November 18, 2004

Is Academia Liberal?

By Bryan

The final word: Here. Thanks to the VC for pointing out this research.

The most conservative academic department? Economics at only 3 Democrats to each Republican.

Was there ever any doubt?

Posted at November 18, 2004 01:44 PM


Not that I would disagree with the assertion that academia tends to be liberal, but to point to the fact that faculty at STANFORD and UC-BERKELEY are overwhelmingly Democrat seems a little silly.

(I didn't read the whole paper, maybe they tried to control for the fact that the surrounding areas are mostly Democrat? See this [] to get an idea of how liberal that area of California really is.)

Comment by Brian St. Pierre at November 19, 2004 11:30 AM | Permalink

At my orientation to Columbia in 1995, they assembled all the new students to listen to faulty. One prof gets up--it doesn't really matter who, does it?--and tells us with a slow articulation and emphasis--that Columbia "is a liberal institution," and, basically, that we'd better get used to it.

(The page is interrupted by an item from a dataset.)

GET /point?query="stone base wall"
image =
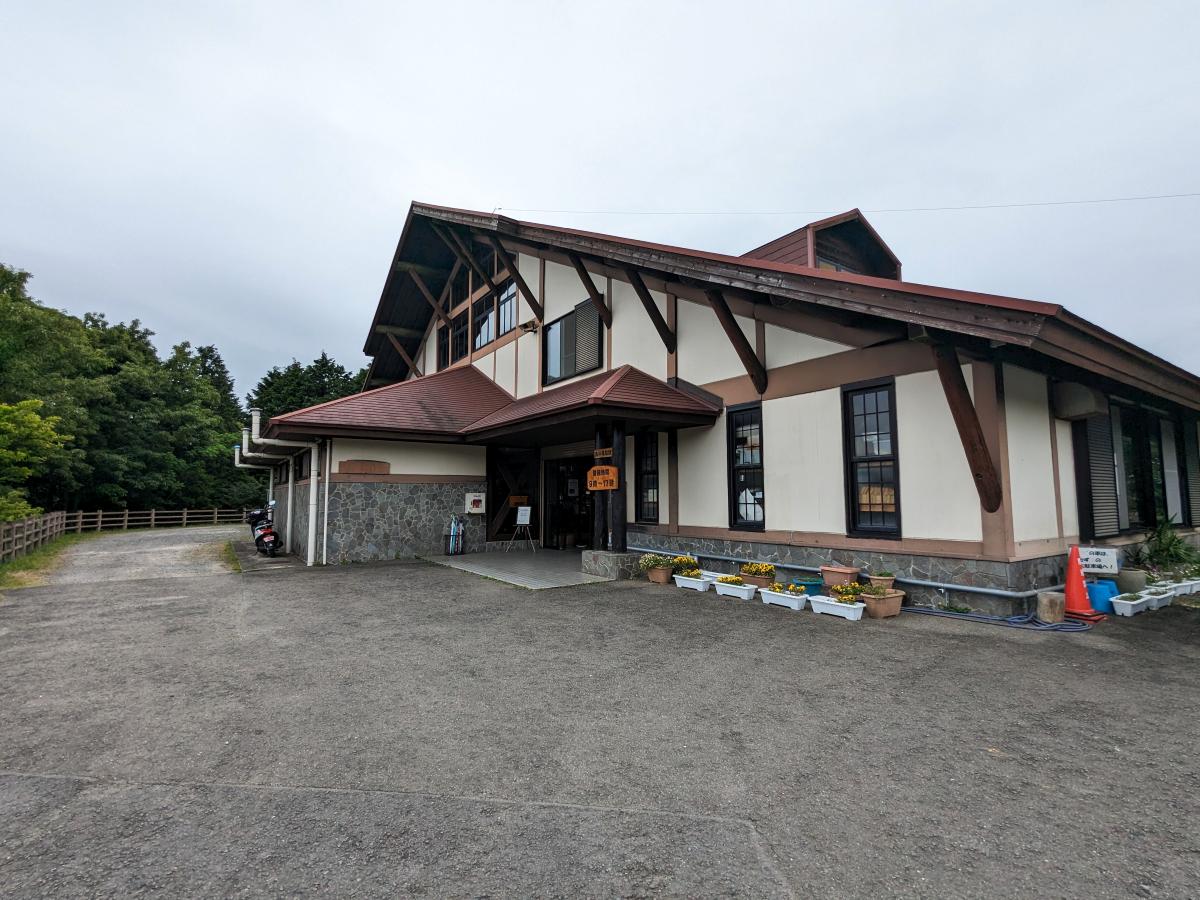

That was so pathetic, really.

Comment by Kevin Brancato at November 19, 2004 12:54 PM | Permalink

When I told my mother-in-law that I would be attending Cornell for my PhD in economics, she told me that it would be an interesting change to be at a 'conservative' Ivy League school...I just chuckled and told her the conservative reputation was a 'bit' of myth.

Comment by Chris Silvey at November 19, 2004 11:59 PM | Permalink

Is it just me,or shouldn't the contrast be conservative vs socialist??

Comment by e m butler at November 20, 2004 07:11 AM | Permalink

In response to the NY Times article VC references, there are several good letters to the editor today:

"Would it be surprising to find mostly Republicans among oil company executives? Simply ask what the population in question is trained and paid to do.

"Academics are trained to reason using logic, to question evidence and to consider and evaluate several possible interpretations of events. All these activities are discouraged and indeed ridiculed by the present Republican leadership.

"Academic Republicans must indeed suffer from this cognitive dissonance."


"The view that campus collegiality leads to tyranny of the majority has some plausibility in explaining the absence of Republicans from academia, but the main causes clearly lie elsewhere.

"A successful career in academia, after all, requires willingness to be critical of yourself and to learn from experience, along with a lack of interest in material incentives. All these are antithetical to Republicanism as it has recently come to be."


"Your article makes me wonder: Will conservatives now demand affirmative action in universities for themselves?"